Now we need to solve the equation by finding an integer a>0 such that
g is also an integer:
for a=1
for a=2
for a=3
for a=4

So 4 is the Hailstone derived from Sequence Vector [1, 2] whose Seed
is 3".

It seems that here you are using trial solutions for "a".

>
> The formula is determined first and THEN solutions for 'a'
> are determined from the formula. No 'trial solutions' are
> needed, the formula returns EXACTLY the first solution
> when solved by linear congruence.

So REJECT the first solution if its not odd!

> For ANY valid Sequence Vector, ...

I have never disputed that g = (8a - 5)/9. Just that the even values
of
"a" can be ignored..
>
>
> read more »

[mensa...@aol.com]

That paper was written in hindsight and the above
was an example of how you can use brute force to
solve the equations...

...when Y is small, like 9 or 27. The first solution
will always be between 0 and Y since solutions repeat
every Y. But what drove me to develop the XYZ algorithm
was knowing that the XYZ parameters can quickly become
intractable to a brute force approach with trial values
of 'a'. But using linear congruence, I can solve problems
where Y has over 50000 digits in less time you can solve
the (8a-5)/9 problem by hand.

>
>
>
> > The formula is determined first and THEN solutions for 'a'
> > are determined from the formula. No 'trial solutions' are
> > needed, the formula returns EXACTLY the first solution
> > when solved by linear congruence.
>
> So REJECT the first solution if its not odd!
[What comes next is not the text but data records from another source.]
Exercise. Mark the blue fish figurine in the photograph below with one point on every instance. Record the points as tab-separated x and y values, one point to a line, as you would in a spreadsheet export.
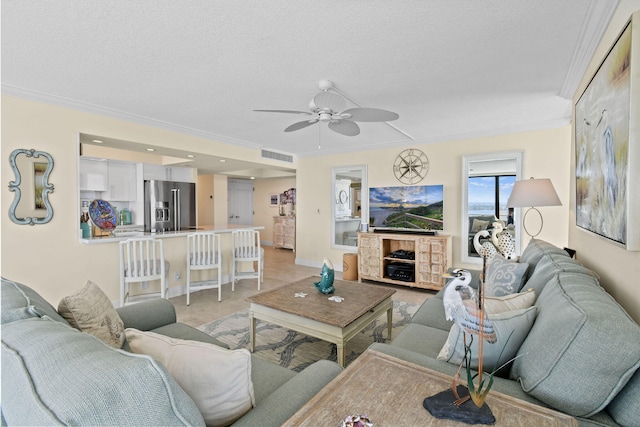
325	285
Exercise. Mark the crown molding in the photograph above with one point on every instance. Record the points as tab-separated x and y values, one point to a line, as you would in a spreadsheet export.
599	15
85	107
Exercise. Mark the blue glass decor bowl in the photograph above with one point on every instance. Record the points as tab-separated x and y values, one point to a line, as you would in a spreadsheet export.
103	215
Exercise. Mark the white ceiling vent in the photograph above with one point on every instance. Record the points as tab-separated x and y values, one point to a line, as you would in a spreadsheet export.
266	154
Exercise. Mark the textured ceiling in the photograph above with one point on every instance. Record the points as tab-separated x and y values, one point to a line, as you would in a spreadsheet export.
450	68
Which is basically what I said originally, that
if I choose to only accept odd values, than the
basic algebraic solution must be modified
accordingly. The difference between your equations
and mine (the factor of 2) accomplishes this
rejection.

Personally, until I see a valid reason for
rejecting the evens, I'm keeping them.

So ignore them. Ignoring something that's true
is generally less of a problem that introducing
something that's false, as Alan Tyte does (see
the Collatz.co.uk thread).

But I've just put the last nail in his coffin
and will be summing it up there shortly.
His fallacy transcends his goofy use of 3n+1 rule
on even numbers, so we can finally quit arguing
about that. In fact, we can quit arguing altogether
now that his paper is shown to be a Non Sequitur
fallacy. It remains to be seen whether he'll suck
it in and admit his failure or jam his fingers
in his ears and shout "Nah, nah, nah!"